The feces had been out on the porch all day. Dobson passed it on his way into the office, assuming that the building’s cleaning staff would take care of the bag. Then, one student opened it up, saw that it was feces, and called Vanderbilt University Police Department (VUPD).
Dobson immediately emailed Dean of Students Mark Bandas, who quickly arrived at the BCC along with Tina Smith, Director of the Office of Inclusion Initiatives and Cultural Competence. At the time, Dobson declined to comment to the Hustler, saying that he wanted to wait for VUPD to investigate.
But meanwhile, news of the incident had already spread to the student body. The day before, Hidden Dores–a student group focused on illuminating minority experiences at Vanderbilt–had led a protest, at which almost 200 students signed and hand-delivered a list of demands for action on racism to Chancellor Nicholas Zeppos. The protest was organized in the wake of similar issues being raised on other college campuses.
Outraged at what they perceived as a hate crime following the protest, Hidden Dores took to social media to condemn the perpetrator. Hidden Dores issued a statement on Facebook, calling the feces on the porch “deplorable.”
“This act has hurt many and will not be received lightly,” it continued. “We will not allow for the desecration of the place we call home. As we announced yesterday and reaffirm today, we will not be silent.” This original message has since been removed from the Hidden Dores page–saying they wanted to “contain the situation.”
At around 8 p.m., Dobson got another call from VUPD. VUPD had reviewed the recent footage from the BCC’s security cameras, and found that the feces had not been placed on the porch as a hate crime–rather, it had been left there inadvertently the night before by a visually impaired Vanderbilt student who was cleaning up after her guide dog.
Junior Stephanie Zundel was meeting a group of students to study for her sociology class at the BCC on Monday night.
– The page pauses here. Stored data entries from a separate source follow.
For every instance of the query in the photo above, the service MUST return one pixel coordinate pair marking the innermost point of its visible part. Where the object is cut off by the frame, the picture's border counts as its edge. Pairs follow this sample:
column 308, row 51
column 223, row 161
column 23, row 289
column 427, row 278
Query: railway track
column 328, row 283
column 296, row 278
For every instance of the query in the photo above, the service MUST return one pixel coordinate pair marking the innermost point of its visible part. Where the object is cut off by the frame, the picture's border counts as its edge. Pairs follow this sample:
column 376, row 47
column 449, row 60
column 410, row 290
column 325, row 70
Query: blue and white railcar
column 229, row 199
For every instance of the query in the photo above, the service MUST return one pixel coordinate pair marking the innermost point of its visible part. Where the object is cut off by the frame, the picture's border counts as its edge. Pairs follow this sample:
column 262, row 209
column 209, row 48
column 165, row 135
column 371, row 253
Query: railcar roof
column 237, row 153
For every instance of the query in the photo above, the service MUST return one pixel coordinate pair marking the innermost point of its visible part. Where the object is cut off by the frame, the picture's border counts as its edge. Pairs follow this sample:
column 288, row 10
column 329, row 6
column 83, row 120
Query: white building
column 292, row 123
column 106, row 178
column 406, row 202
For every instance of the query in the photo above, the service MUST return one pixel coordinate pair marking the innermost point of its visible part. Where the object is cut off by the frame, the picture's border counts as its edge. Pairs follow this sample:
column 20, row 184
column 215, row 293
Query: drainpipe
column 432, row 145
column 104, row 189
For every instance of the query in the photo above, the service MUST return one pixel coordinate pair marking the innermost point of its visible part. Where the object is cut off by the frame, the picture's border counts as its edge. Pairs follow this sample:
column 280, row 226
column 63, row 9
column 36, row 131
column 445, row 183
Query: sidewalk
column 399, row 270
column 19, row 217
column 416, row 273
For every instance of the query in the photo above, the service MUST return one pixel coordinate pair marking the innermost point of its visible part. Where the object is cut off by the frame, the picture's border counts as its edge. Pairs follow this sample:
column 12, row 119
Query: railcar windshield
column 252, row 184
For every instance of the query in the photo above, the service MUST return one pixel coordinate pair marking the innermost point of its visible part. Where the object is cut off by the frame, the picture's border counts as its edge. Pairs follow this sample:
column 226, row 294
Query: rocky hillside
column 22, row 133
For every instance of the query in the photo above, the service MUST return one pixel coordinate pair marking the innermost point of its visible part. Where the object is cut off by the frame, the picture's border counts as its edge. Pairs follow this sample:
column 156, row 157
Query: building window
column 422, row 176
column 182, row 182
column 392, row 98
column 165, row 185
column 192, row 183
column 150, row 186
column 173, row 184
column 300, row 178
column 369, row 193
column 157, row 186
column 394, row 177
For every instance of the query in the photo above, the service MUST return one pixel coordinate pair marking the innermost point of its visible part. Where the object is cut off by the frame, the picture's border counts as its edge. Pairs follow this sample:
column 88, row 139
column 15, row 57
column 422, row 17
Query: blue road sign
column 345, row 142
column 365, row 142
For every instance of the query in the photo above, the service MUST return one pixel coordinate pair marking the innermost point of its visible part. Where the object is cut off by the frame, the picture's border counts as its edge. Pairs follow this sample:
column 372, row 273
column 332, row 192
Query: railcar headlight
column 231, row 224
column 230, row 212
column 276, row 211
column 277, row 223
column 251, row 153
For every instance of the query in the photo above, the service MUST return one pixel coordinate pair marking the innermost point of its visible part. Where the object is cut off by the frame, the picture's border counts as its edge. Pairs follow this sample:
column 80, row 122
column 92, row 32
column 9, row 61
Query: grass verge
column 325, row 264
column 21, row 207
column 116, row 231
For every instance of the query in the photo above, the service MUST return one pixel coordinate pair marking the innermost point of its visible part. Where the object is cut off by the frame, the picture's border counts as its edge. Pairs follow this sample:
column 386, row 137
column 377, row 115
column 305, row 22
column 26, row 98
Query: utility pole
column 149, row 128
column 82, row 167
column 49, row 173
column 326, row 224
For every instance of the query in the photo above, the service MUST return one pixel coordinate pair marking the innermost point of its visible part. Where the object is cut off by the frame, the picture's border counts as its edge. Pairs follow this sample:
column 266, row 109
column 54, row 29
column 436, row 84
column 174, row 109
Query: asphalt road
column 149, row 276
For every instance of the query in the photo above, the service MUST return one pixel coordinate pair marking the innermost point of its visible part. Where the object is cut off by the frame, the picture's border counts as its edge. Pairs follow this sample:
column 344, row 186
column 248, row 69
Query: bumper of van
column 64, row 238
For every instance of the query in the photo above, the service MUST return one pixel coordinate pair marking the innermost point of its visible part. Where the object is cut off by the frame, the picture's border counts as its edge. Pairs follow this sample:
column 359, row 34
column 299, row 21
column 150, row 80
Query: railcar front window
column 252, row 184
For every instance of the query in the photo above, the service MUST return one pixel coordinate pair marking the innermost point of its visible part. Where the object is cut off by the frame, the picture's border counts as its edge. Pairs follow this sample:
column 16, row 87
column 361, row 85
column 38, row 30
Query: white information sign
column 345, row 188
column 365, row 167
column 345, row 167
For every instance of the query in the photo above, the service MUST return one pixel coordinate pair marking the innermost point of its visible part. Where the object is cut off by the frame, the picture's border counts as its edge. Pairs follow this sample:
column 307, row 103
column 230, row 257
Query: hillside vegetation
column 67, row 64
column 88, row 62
When her service dog relieved herself on the BCC lawn, Zundel did what she always does when she doesn’t know where the garbage cans are located–Zundel cleaned up the mess and left it by the nearest building, which happened to be the BCC.
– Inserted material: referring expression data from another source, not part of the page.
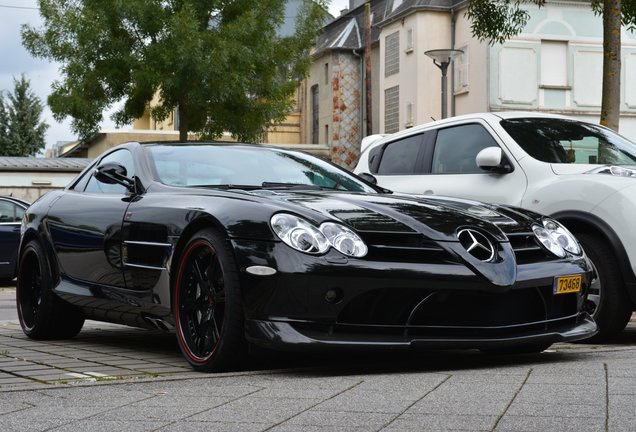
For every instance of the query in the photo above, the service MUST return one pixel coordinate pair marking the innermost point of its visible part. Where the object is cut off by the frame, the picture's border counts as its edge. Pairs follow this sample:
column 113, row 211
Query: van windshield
column 569, row 141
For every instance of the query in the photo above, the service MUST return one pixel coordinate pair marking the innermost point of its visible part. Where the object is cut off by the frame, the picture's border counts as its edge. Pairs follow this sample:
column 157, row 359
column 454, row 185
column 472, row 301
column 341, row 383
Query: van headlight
column 556, row 238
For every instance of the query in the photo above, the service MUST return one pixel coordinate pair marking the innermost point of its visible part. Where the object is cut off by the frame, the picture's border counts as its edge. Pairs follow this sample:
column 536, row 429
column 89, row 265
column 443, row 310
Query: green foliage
column 496, row 21
column 221, row 62
column 21, row 131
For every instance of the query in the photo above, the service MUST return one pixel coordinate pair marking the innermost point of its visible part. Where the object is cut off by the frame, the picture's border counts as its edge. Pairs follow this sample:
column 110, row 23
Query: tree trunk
column 183, row 121
column 611, row 100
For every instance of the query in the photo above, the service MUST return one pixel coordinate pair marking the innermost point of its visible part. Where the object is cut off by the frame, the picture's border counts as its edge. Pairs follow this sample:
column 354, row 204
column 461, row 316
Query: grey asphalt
column 116, row 378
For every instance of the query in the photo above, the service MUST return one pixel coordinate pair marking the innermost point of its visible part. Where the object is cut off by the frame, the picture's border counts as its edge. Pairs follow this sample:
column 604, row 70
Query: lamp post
column 442, row 58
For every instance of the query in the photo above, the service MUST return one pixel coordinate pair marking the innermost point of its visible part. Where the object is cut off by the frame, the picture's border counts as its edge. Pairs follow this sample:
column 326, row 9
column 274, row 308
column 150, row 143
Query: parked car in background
column 582, row 174
column 11, row 211
column 235, row 244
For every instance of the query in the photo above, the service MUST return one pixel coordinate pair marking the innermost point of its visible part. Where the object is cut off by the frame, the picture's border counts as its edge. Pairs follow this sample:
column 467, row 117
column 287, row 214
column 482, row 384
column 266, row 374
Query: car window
column 401, row 157
column 80, row 184
column 122, row 157
column 10, row 212
column 566, row 141
column 456, row 149
column 213, row 166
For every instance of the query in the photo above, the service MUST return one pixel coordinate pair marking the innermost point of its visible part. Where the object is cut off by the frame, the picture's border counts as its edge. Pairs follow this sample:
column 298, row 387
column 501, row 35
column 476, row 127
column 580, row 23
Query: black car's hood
column 437, row 218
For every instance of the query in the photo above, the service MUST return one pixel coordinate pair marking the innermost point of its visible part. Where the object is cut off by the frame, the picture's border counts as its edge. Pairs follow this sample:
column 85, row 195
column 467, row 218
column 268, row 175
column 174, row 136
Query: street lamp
column 442, row 58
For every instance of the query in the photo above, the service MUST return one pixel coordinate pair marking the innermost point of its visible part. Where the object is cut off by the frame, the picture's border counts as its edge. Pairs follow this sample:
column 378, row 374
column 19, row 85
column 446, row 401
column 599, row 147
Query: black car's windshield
column 567, row 141
column 248, row 167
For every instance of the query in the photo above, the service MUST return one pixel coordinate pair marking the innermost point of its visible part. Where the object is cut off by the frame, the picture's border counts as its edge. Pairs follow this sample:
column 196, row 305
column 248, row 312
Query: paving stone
column 561, row 424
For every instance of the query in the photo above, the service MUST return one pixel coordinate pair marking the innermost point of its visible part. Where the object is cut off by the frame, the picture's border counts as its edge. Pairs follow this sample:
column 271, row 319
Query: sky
column 16, row 60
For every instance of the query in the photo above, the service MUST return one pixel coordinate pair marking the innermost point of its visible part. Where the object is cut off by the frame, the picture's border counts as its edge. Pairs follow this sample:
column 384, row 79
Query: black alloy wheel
column 613, row 308
column 42, row 314
column 207, row 304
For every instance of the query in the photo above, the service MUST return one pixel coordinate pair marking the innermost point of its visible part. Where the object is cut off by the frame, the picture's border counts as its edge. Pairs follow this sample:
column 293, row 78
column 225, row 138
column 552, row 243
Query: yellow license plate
column 567, row 284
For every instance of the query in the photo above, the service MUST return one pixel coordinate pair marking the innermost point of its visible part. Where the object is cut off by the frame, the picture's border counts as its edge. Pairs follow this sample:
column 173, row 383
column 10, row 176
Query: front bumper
column 330, row 301
column 302, row 336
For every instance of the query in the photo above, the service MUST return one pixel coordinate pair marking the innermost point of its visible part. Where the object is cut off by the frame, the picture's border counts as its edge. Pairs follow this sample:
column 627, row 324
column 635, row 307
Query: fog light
column 334, row 295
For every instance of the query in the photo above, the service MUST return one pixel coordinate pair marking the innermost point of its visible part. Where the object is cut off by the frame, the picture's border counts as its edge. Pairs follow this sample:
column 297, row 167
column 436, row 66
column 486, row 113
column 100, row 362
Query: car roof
column 15, row 200
column 488, row 116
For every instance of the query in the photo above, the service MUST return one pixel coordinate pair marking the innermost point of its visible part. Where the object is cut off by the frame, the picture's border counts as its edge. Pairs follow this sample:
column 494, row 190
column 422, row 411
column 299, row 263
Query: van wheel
column 613, row 308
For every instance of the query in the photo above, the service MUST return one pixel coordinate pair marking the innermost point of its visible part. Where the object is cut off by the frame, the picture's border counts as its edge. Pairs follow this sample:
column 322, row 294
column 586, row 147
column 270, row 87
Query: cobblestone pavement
column 115, row 378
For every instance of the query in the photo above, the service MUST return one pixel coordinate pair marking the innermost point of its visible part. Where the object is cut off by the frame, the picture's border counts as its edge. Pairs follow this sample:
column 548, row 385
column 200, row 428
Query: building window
column 409, row 40
column 554, row 63
column 409, row 115
column 392, row 54
column 460, row 70
column 315, row 114
column 392, row 109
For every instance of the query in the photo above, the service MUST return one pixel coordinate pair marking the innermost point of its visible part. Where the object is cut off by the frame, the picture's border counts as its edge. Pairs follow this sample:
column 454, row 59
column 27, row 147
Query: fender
column 574, row 220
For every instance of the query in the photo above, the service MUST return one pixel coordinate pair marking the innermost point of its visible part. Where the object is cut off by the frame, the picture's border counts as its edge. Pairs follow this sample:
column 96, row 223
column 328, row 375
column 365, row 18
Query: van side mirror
column 493, row 159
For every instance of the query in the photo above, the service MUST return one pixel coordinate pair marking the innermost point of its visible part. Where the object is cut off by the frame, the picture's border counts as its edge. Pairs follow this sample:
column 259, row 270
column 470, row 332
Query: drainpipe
column 362, row 95
column 453, row 63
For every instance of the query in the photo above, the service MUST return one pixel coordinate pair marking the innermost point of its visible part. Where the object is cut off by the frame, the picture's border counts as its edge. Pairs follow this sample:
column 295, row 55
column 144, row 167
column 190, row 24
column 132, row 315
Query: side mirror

Zundel also received a call from the Lieutenant at VUPD, who called her after reviewing the footage. She didn’t know about the Hidden Dores statement–which had gone viral on students’ social media by that point–until her roommates told her.
“I went on Hidden Dores and I read it,” Zundel said. “I actually think that Hidden Dores should post things on that page, I think the page is a great resource, and I think they definitely should be vocal, I’m not saying anything against that. The thing that bothered me and upset me was that the post was written very extreme, and what happened was they wrote it without any investigation. So there were a lot of assumptions being made.”
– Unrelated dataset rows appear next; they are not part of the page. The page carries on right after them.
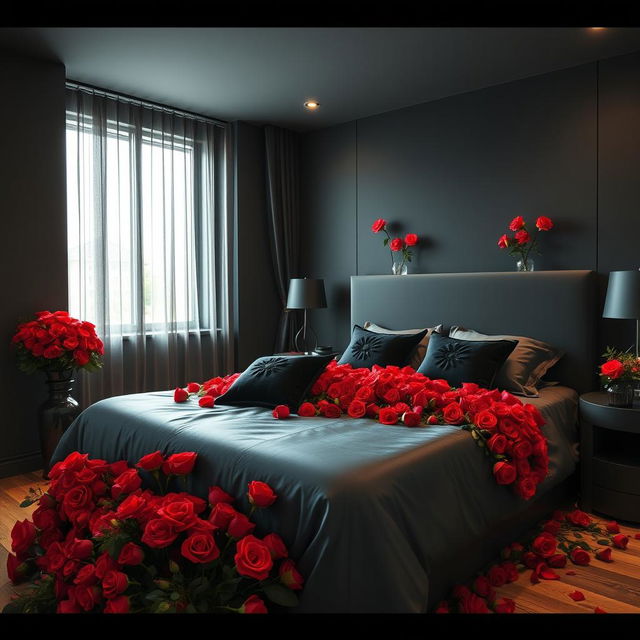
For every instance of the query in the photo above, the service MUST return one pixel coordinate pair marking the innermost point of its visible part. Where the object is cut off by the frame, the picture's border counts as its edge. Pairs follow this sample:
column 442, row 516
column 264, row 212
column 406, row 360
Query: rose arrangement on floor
column 558, row 542
column 508, row 431
column 98, row 542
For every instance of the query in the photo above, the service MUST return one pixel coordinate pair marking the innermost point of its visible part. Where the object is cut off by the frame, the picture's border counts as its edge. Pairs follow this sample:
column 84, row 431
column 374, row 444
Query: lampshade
column 306, row 293
column 623, row 295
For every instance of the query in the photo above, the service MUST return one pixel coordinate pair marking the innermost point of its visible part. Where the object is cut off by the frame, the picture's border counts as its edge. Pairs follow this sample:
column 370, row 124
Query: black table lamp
column 623, row 298
column 306, row 293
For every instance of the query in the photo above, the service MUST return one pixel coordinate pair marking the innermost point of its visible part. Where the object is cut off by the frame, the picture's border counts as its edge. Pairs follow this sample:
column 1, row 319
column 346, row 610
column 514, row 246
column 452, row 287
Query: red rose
column 497, row 443
column 506, row 605
column 504, row 241
column 357, row 409
column 180, row 464
column 612, row 369
column 281, row 412
column 216, row 495
column 159, row 533
column 114, row 583
column 276, row 546
column 453, row 413
column 261, row 494
column 497, row 576
column 544, row 545
column 290, row 576
column 126, row 482
column 579, row 518
column 180, row 395
column 253, row 604
column 16, row 570
column 119, row 604
column 504, row 472
column 612, row 527
column 151, row 461
column 544, row 224
column 378, row 225
column 131, row 554
column 23, row 535
column 621, row 541
column 517, row 223
column 221, row 515
column 604, row 554
column 240, row 526
column 411, row 419
column 580, row 556
column 86, row 576
column 206, row 401
column 388, row 416
column 253, row 558
column 200, row 548
column 306, row 410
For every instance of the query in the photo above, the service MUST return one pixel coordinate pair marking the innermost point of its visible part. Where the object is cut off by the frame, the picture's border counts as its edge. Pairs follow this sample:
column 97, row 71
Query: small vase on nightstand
column 620, row 394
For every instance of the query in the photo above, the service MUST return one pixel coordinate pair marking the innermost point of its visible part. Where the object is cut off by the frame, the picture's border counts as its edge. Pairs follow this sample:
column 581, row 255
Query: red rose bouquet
column 57, row 342
column 523, row 242
column 619, row 366
column 396, row 245
column 99, row 542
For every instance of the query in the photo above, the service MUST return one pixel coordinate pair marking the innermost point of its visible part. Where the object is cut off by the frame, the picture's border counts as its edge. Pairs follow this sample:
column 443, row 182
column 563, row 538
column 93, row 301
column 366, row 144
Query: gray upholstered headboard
column 558, row 307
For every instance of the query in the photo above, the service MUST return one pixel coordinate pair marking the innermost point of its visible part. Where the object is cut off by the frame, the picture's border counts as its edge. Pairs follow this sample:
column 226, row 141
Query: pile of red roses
column 507, row 430
column 56, row 341
column 99, row 542
column 555, row 542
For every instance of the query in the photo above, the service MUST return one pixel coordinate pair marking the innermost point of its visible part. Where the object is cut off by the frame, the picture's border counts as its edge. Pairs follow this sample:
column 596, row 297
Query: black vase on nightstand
column 56, row 413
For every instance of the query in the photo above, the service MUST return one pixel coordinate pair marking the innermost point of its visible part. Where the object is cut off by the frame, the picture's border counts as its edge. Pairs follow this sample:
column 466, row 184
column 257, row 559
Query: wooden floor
column 614, row 587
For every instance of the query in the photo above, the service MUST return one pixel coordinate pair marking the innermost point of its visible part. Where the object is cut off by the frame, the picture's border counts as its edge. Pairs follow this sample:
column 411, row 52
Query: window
column 148, row 237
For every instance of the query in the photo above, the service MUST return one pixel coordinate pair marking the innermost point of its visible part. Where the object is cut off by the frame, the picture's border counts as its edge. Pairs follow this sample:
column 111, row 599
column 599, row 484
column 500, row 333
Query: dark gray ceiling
column 265, row 74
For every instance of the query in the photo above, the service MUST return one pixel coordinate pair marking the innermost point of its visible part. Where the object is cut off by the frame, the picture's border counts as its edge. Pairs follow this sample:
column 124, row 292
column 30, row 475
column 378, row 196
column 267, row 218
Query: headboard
column 558, row 307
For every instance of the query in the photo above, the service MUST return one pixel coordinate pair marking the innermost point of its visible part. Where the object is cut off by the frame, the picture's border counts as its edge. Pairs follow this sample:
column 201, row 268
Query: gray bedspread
column 364, row 508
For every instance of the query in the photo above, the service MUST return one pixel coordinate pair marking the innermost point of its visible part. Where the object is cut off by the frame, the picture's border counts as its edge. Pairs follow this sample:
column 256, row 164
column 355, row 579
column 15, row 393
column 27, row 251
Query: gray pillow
column 525, row 366
column 417, row 355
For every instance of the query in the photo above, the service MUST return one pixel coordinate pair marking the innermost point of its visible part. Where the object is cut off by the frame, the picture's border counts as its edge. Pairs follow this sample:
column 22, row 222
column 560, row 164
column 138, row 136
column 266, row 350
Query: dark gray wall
column 456, row 171
column 258, row 306
column 33, row 244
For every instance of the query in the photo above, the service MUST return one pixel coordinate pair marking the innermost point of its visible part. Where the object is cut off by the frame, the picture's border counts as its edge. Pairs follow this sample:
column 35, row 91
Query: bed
column 379, row 518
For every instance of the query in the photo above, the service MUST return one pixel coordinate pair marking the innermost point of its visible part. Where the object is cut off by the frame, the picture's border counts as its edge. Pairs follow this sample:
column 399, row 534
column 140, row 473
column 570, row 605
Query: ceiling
column 264, row 74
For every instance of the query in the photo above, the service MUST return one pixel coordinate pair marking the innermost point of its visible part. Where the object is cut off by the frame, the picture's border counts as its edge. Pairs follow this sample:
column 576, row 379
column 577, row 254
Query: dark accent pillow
column 458, row 361
column 273, row 380
column 368, row 348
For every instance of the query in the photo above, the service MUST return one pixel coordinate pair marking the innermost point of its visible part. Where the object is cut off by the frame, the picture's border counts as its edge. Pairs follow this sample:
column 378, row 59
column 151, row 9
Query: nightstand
column 609, row 458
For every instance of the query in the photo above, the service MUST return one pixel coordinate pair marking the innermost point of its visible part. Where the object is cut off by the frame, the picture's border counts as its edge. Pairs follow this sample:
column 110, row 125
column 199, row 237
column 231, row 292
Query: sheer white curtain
column 148, row 242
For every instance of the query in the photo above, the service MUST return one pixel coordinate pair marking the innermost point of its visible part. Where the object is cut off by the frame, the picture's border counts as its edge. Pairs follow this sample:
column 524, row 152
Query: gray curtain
column 283, row 207
column 148, row 234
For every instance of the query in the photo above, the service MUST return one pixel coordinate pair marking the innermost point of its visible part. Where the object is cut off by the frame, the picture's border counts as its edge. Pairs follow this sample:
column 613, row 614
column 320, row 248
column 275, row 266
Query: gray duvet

At 11:28 p.m., the university released a statement explaining that VUPD concluded “that there was no criminal or malicious intent in this action, and the investigation is considered closed.” Zundel commented on the post and contacted the Hustler to clarify what had happened. Hidden Dores quickly removed the initial statement and replaced it with another, saying the group had apologized to Zundel.